A cada dois anos são eleitos o presidente e o vice-presidente do Conselho Deliberativo, atualmente presidido pelo administrador de empresas, Paulo Tinel.

“Tudo é muito dinâmico na Agência. Somos 18 conselheiros: presidente, vice-presidente, oito membros titulares e oito suplentes”, afirmou Tinel.

Segundo ele, qualquer grande projeto a ser executado pela Agência, passa antes pela aprovação do conselho. “Temos muita flexibilidade para debater e sugerir propostas de ações com a equipe da Agência”, comentou. Ele está há três mandatos à frente do Conselho Deliberativo.

Crise

As avaliações da Agência das Bacias PCJ durante a pior crise hídrica da região Sudeste do País, em 2014, que motivou, inclusive, o adiamento da renovação da outorga do Sistema Cantareira, prevista para aquele ano e que foi realizada em 2017, contribuiu para as decisões da gestão em um momento adverso e que nunca havia ocorrido. “Aprendemos que a gente precisa planejar e executar o que está planejado. No ano de 2014, foi real a ameaça de que o sistema (Cantareira) poderia parar. Era algo que todos desconfiavam, mas enquanto não viram acontecer, não agiram”, relatou Sergio Razera, diretor-presidente da agência.

Agências se reúnem em seminário

Com o objetivo de aperfeiçoar a gestão dos recursos hídricos e trocar experiências, três agências de águas se uniram para promover o 1º Seminário de Intercâmbio Interagências, que acontecerá na próxima quarta-feira, em São José dos Campos (SP). A iniciativa é da Agência das Bacias dos Rios Piracicaba, Capivari e Jundiaí (Agência das Bacias PCJ), da Associação Pró-Gestão das Águas da Bacia Hidrográfica do Rio Paraíba do Sul (AGEVAP) e da Agência de Água Loire-Bretagne (Agence de l’Eau Loire-Bretagne), da França, além do Escritório Internacional da Água, que coordena as atividades. No dia do evento, as três agências assinarão um termo de cooperação para estreitarem os laços na gestão da água.

O seminário é aberto ao público. As inscrições são gratuitas e podem ser feitas até o dia 4 de novembro pelo link http://bit.ly/2M441CV. A sessão técnica será realizada das 9h30 às 17h, no auditório do Parque Tecnológico de São José dos Campos.
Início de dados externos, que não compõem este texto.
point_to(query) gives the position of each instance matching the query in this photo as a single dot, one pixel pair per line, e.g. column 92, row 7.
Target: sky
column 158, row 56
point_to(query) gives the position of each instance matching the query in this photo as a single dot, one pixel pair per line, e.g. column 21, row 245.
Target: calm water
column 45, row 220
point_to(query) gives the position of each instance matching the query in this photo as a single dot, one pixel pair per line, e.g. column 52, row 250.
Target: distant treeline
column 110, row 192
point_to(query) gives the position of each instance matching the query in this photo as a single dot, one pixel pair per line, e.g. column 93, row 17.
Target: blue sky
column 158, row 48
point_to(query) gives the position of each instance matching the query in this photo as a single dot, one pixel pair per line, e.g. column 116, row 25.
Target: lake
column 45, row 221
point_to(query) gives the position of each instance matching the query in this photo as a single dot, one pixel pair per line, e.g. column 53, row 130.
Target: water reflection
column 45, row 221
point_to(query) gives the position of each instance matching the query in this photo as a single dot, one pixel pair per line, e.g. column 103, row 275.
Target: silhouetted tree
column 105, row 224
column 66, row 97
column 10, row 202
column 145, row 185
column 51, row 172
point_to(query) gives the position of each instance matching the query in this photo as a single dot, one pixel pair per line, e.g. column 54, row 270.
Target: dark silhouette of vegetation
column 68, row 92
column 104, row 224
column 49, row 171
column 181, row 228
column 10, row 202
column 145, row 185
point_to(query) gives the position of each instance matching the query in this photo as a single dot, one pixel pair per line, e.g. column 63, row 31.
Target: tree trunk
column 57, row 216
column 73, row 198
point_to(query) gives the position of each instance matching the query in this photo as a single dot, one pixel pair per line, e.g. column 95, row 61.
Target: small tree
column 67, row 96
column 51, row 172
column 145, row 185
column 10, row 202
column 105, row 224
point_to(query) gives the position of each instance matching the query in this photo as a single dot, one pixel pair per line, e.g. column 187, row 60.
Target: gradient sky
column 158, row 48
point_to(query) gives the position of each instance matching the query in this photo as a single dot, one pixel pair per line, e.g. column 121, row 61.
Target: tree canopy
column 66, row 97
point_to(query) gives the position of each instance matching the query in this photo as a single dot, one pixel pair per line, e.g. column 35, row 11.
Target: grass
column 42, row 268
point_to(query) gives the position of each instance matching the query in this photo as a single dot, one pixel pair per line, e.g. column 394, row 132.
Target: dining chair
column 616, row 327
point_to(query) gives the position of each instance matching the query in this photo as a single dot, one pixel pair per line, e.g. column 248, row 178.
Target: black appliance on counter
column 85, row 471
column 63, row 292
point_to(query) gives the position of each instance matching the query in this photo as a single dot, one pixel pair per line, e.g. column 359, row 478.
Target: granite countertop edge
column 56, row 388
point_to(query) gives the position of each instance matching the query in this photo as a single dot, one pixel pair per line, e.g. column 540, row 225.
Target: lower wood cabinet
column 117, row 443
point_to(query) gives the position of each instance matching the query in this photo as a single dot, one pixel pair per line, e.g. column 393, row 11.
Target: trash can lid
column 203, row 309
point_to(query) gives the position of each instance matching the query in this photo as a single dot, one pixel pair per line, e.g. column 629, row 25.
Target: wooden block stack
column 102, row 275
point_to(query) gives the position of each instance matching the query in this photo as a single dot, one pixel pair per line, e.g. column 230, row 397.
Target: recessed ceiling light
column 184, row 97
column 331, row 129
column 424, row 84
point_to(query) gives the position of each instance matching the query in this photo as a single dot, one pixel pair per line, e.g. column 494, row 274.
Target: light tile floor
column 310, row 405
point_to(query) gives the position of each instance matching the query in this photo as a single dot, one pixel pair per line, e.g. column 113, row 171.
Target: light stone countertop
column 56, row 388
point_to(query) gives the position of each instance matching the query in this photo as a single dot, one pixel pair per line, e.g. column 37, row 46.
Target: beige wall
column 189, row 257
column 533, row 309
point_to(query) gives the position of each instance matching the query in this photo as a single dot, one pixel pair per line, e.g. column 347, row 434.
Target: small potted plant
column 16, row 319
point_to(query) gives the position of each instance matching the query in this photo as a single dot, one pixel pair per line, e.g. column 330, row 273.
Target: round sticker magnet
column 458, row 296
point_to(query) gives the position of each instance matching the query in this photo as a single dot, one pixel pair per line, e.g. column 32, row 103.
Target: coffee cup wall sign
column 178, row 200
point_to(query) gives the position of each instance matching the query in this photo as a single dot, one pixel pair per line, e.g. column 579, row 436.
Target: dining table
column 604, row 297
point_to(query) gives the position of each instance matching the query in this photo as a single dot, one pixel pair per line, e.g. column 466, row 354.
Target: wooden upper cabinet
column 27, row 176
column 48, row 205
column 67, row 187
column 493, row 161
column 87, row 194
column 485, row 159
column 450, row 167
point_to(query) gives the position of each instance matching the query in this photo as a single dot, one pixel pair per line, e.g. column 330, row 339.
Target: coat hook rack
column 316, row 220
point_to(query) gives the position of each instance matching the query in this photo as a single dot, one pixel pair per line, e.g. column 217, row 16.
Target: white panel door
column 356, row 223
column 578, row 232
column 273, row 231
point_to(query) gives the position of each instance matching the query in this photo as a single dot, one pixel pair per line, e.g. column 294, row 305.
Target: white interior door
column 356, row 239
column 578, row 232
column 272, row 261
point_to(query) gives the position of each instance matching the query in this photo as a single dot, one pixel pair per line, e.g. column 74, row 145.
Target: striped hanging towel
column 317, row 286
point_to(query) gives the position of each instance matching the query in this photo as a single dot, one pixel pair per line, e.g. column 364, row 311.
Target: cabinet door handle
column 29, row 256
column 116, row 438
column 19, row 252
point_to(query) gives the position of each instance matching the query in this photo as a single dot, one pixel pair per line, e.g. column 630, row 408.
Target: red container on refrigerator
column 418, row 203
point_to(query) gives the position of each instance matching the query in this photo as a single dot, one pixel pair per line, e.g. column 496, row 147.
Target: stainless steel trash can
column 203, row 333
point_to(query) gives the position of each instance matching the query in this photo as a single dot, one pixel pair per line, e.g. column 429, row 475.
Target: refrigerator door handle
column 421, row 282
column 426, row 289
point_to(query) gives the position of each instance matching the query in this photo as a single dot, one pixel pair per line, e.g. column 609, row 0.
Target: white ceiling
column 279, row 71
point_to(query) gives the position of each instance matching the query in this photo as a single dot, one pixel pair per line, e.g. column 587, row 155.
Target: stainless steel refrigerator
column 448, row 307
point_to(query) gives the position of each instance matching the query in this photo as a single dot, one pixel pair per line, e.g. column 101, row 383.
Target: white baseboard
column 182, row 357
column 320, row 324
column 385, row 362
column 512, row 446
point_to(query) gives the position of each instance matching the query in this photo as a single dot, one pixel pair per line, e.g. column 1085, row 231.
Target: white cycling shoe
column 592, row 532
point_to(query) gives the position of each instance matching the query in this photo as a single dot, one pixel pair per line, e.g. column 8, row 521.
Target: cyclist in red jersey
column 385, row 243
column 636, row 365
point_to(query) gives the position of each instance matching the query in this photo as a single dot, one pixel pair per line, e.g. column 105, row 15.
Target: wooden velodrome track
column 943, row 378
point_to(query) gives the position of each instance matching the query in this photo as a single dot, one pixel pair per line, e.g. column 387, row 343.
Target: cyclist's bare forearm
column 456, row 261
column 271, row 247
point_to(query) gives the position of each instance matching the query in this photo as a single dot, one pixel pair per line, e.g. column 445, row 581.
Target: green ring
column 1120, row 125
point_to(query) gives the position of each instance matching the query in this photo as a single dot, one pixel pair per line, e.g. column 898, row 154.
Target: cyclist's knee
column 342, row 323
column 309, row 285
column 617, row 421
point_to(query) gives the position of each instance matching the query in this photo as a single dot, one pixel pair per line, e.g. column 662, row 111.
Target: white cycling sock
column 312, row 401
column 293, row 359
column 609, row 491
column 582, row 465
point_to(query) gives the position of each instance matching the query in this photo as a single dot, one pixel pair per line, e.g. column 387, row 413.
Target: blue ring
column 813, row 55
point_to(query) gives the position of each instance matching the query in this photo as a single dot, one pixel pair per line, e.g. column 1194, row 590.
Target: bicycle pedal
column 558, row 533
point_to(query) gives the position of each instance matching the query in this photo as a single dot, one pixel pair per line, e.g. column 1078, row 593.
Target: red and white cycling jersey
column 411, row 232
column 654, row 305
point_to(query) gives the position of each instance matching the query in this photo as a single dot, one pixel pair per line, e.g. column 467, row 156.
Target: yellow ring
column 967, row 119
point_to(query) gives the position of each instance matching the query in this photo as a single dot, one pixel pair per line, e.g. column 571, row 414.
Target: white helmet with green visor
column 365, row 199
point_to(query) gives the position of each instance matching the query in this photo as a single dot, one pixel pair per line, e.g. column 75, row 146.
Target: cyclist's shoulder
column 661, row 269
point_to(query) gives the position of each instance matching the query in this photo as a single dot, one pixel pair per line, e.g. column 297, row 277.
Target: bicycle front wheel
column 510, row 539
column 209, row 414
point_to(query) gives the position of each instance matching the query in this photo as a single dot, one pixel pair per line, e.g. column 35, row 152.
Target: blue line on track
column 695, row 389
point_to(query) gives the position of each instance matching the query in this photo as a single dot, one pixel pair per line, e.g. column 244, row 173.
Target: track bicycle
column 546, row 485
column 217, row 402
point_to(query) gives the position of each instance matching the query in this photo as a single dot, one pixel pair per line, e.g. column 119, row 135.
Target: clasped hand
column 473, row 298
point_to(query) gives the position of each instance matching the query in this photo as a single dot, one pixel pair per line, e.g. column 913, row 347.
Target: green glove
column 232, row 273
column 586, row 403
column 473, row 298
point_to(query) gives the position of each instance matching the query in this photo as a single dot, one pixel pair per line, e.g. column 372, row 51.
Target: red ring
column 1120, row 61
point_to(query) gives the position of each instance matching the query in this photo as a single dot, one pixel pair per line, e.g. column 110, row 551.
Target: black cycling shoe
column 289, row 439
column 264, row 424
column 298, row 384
Responsabilidades cresceram com os anos

Nesses 10 anos, a Agência das Bacias PCJ foi assumindo responsabilidades como parte de sua participação na gestão dos recursos hídricos. “O trabalho não é só executar o que os Comitês PCJ deliberam, mas também fornecer informações para os integrantes dos Comitês poderem definir os planos estratégicos para as bacias. Quando as tarefas são melhor organizadas, mais temos conhecimento sobre os fatos e, com isso, descobrimos novos desafios a serem enfrentados”, disse Sergio Razera.

Capacitação Profissional enriquece os debates

Os Comitês PCJ determinaram que tanto os profissionais da Agência sejam capacitados, como também os seus membros passem por capacitação para compreender melhor a questão dos recursos hídricos e contribuir para a gestão. Dessa forma, proporcionam mais qualidade aos debates, propostas e decisões, conforme Luiz Roberto Moretti, secretário-executivo dos Comitês PCJ. Outra ação que foi discutida no Plano das Bacias PCJ é o desenvolvimento de trabalhos, por meio da Agência das Bacias PCJ, para trazer pessoas de fora dos Comitês PCJ para participarem junto com os membros das ações. “Geralmente são stakeholders, pessoas que contribuem com a tomada de decisões. É também uma iniciativa de promover a renovação dos que deixam de atuar”, disse.